The group reported an 11.7 per cent rise in retail revenues to £363.4 million for the first quarter to March 4, with the adverse weather in the final week wiping nearly 1 per cent off its sales.
It comes after sales growth was also held back in the previous three months, when a shortage of drivers saw a slowdown to 11.6 per cent from 13.1 per cent in the third quarter.
Ocado also saw its average order size slip by 0.4 per cent or 40p to £110.45 in the most recent quarter - which included the busy Christmas period - as inflation was offset by customers buying fewer items in each shop. Average orders per week rose by 11.1 per cent to 280,000, the group added.
Chief executive Tim Steiner said: “We operated at maximum capacity for most of the quarter and were impacted by the winter storms that caused widespread disruption during the final week.
“I would like to take this opportunity to thank all my colleagues who nonetheless succeeded in delivering nearly 300,000 orders over the last week of the quarter, often in the most trying conditions.”
The group also said it was “confident” of sealing more international tie-ups after recently signing a major international partnership and its first foray into North America after reaching a deal with Canadian retailer Sobeys. It is also working with French supermarket giant Groupe Casino.
Ocado said it was on track to open its fourth and biggest distribution centre in Erith, Kent, in the middle of the year, which will be able to handle an extra 200,000 orders a week. Shares in Ocado fell more than 1 per cent after its trading update.
George Salmon, an equity analyst at Hargreaves Lansdown said: “The Beast from the East has done its best to freeze progress this quarter, with disruption from the cold snap seeing the group lose close to £4m in sales.
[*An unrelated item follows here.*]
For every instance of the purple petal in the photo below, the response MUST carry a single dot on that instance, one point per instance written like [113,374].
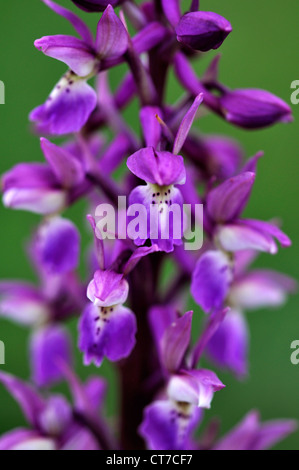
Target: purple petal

“However, there’s no getting away from the fact recent months have been transformational for the online supermarket.
“Underlying progress has been good, but it’s the signing of two agreements to licence out its technology to international retailers that has really moved the dial.
“Getting these partnerships over the line has ensured Ocado outperformed every other share in the FTSE 250 over the last 6 months, with the entire FTSE 100 also trailing in its wake.
“Looking forward, we’ll need to see more progress, and, in all likelihood, more deals.
“To maximise its chances of getting more partners to sign on the dotted line, Ocado will need to show it can get the huge distribution centre at Erith up and running smoothly, while effectively deploying the £143m raised in the recent share placing will also be a priority.”
The heavy snowfalls and strong winds caused by the “Beast from the East” brought chaos to many parts of Britain earlier this month. Two police forces declared “major incidents” as the Army was drafted in to help rescue those left trapped in their cars.
Hampshire Police called in the military to help evacuate people from the A31, while Avon and Somerset Constabulary said about 100 vehicles had become stuck on the A303 at Ilminster.
In Greater Manchester, hundreds of drivers spent a night stuck on the M62, with wind speeds reaching 90mph over the Rakewood Viaduct, between junctions 21 and 22.
Ocado delivers food for supermarkets Waitrose and Morrisons as well as own-brand goods.
Ocado was established in the UK more than 16 years ago and listed on the London Stock Exchange in July 2010. It has grown to become the world’s largest dedicated online grocery retailer with more than 580,000 customers shopping with it today.
In 2013, Ocado revealed it had entered into a 25 year agreement with Morrisons to provide operating and technology services to enable Morrisons to launch and operate Morrisons.com, its online grocery business.